NIH Record - National Institutes of Health

Cline Offers Insights on Visual Development

Dr. Hollis Cline speaks at podium in front of colorful slide
Dr. Hollis Cline

New research is revealing how visual activity guides the development of brain circuits that support vision. The findings may help researchers understand the origins of diseases such as amblyopia, when an otherwise normal eye fails to provide normal input to the brain, explained Dr. Hollis Cline, president of the Society for Neuroscience and investigator at the Scripps Research Institute, at a recent Wednesday Afternoon Lecture. 

Experiments in developing animals in the 1960s and 1970s by Nobel laureates David Hubel and Torsten Wiesel showed that neurons from different eyes localize in alternating bands of tissue in the brain, where input from one or the other dominates. These so-called ocular dominance columns make the brain look striped when a tracer dye is injected into one eye and taken up by retinal ganglion cells—neurons in the back of the eye that extend their long telephone wire-like axons to visual centers of the brain. Hubel and Wiesel found that input from both eyes was necessary for development of the stripes; when they sealed one eye, the striping pattern disappeared, indicating that neurons from the seeing eye took over.

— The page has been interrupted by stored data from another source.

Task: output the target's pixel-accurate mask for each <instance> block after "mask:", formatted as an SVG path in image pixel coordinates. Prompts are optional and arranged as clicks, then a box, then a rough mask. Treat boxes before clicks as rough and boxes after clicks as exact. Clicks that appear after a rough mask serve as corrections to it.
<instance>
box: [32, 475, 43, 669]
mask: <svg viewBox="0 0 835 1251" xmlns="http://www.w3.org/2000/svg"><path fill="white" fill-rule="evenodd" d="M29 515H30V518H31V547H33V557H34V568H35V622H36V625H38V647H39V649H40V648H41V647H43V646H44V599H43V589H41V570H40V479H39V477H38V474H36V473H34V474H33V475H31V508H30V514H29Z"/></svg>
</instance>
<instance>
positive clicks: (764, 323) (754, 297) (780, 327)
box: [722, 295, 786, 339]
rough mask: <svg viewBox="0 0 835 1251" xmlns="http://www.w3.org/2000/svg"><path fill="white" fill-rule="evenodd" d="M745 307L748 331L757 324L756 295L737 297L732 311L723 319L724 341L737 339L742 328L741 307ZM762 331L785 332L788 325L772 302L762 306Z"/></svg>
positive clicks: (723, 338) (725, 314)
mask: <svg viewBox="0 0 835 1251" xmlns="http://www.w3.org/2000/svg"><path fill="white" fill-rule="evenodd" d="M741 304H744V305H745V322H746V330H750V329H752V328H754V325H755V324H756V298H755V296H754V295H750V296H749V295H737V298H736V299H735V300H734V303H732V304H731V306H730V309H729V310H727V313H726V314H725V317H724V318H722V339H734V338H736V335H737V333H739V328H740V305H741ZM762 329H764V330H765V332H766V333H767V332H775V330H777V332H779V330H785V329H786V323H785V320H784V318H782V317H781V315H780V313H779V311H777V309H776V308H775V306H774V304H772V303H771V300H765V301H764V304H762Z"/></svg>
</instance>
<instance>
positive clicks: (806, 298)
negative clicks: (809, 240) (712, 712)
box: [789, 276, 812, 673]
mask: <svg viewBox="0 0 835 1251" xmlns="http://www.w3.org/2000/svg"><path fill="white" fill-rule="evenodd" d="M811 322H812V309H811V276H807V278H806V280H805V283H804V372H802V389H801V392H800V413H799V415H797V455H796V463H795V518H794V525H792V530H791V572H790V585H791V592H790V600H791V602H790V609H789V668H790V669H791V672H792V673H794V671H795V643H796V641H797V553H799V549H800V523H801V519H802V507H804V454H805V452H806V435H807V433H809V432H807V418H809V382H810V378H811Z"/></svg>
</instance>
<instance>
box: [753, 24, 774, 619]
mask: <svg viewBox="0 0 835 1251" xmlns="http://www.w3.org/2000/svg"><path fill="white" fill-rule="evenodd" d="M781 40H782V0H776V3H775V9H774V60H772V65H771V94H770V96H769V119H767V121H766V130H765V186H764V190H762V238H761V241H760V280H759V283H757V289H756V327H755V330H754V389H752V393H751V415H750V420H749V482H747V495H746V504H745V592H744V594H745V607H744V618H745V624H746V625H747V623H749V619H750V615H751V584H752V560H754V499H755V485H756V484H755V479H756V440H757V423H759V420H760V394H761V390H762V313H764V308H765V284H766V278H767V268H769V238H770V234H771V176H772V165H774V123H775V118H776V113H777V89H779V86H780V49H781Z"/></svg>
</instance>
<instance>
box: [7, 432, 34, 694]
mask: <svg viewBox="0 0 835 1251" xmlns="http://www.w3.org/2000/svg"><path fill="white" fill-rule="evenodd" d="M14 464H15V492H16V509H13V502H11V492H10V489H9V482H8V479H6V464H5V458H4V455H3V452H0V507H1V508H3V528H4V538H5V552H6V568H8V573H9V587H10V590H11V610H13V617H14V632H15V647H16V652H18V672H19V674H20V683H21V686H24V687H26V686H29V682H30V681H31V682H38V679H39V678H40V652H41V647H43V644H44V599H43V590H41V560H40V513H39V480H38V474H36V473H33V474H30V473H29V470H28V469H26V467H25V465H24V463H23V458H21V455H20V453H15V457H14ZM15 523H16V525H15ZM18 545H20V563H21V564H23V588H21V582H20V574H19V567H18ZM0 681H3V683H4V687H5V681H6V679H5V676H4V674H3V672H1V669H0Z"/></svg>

Although it was clear that sensory input from both eyes was necessary for neurons to form ocular dominance columns in the brain, how or why individual retinal ganglion cells formed the striped pattern remained unknown. To look for answers, Cline imaged developing tadpoles, whose brains are clearly visible through their skin. She found that retinal ganglion axons send out exploratory branches prior to forming synapses with other neurons. During this process, neurons that fire together in response to a common stimulus strengthen their connections and, over time, terminate their branches at the same location. She also found that neurons firing in response to the same stimulus at slightly different times terminated in slightly offset positions in the brain. In short, neurons that fire in sequence wire in sequence. The wiring rule ensures that information about retinal inputs spreads across the entire target area in the brain. 

Cline’s ongoing work focuses on how incoming information from the retinal ganglion cells is processed by the brain’s inhibitory and excitatory neurons. A state of balance between these two kinds of neurons is key for processing visual information.